Jaques Natasha, Taylor Sara, Azaria Asaph, Ghandeharioun Asma, Sano Akane, Picard Rosalind
MIT Media Lab, Cambridge, MA 02139, USA.
Int Conf Affect Comput Intell Interact Workshops. 2015 Sep;2015:222-228. doi: 10.1109/ACII.2015.7344575. Epub 2015 Dec 7.

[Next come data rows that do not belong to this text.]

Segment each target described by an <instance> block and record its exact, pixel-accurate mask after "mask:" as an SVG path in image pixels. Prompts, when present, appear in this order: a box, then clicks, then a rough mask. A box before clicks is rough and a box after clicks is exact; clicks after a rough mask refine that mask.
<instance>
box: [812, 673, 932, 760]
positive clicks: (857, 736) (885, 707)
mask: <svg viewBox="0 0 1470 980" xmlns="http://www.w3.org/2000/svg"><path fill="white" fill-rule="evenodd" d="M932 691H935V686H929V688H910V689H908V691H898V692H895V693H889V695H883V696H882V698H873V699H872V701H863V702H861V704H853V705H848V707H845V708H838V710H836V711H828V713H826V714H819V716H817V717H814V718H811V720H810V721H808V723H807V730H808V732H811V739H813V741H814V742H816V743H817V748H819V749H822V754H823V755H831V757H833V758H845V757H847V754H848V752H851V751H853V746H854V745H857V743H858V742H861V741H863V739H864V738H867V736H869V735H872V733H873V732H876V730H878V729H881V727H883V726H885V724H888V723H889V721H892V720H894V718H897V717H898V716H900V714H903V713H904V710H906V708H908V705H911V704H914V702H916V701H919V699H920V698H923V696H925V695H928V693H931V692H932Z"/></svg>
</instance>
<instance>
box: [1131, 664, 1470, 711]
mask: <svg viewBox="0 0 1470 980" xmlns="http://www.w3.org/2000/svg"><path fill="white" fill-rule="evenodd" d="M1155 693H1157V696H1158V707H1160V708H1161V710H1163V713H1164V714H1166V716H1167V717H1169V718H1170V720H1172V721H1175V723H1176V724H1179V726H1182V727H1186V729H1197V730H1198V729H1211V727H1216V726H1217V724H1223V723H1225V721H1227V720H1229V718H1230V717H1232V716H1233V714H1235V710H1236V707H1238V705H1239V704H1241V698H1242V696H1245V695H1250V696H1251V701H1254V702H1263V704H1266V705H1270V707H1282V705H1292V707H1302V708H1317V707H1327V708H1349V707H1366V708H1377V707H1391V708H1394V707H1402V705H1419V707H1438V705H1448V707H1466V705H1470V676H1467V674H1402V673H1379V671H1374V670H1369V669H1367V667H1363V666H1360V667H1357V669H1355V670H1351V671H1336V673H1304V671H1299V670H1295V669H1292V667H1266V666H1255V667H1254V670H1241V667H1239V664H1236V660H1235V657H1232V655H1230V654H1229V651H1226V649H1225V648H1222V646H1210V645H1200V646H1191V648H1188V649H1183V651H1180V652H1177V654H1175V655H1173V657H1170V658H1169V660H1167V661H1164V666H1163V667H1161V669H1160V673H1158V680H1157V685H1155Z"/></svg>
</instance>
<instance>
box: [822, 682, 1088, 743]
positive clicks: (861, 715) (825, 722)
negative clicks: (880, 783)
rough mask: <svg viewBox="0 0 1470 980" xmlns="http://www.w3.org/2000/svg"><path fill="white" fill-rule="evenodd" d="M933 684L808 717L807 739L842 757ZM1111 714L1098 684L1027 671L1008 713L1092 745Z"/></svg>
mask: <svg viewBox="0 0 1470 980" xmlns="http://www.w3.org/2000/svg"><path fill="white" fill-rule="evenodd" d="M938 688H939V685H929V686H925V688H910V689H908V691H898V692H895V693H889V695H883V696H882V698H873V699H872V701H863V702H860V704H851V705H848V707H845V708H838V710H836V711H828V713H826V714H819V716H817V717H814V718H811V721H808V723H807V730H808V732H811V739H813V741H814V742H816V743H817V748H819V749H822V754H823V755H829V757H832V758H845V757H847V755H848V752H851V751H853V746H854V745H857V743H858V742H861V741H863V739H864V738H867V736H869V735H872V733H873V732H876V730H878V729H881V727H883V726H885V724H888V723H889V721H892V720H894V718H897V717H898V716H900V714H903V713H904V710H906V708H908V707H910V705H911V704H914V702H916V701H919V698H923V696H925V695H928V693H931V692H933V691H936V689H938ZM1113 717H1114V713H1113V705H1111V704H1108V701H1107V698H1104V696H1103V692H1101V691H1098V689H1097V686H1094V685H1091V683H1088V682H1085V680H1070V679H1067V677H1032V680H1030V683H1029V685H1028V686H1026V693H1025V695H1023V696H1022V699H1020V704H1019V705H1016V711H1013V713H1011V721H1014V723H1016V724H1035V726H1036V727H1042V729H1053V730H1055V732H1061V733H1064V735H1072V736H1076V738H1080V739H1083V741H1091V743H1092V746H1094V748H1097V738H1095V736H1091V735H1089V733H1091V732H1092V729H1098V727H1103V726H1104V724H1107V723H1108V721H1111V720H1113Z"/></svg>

In order to model students' happiness, we apply machine learning methods to data collected from undergrad students monitored over the course of one month each. The data collected include physiological signals, location, smartphone logs, and survey responses to behavioral questions. Each day, participants reported their wellbeing on measures including stress, health, and happiness. Because of the relationship between happiness and depression, modeling happiness may help us to detect individuals who are at risk of depression and guide interventions to help them. We are also interested in how behavioral factors (such as sleep and social activity) affect happiness positively and negatively. A variety of machine learning and feature selection techniques are compared, including Gaussian Mixture Models and ensemble classification. We achieve 70% classification accuracy of self-reported happiness on held-out test data.
为了模拟学生的幸福感,我们将机器学习方法应用于从本科生那里收集的数据,每位学生的数据收集期为一个月。收集的数据包括生理信号、位置、智能手机日志以及对行为问题的调查回复。参与者每天报告他们在压力、健康和幸福等方面的幸福感。由于幸福与抑郁之间的关系,模拟幸福感可能有助于我们检测出有抑郁风险的个体,并指导干预措施来帮助他们。我们还对行为因素(如睡眠和社交活动)如何正面和负面地影响幸福感感兴趣。我们比较了多种机器学习和特征选择技术,包括高斯混合模型和集成分类。在留出的测试数据上,我们实现了自我报告幸福感的70%分类准确率。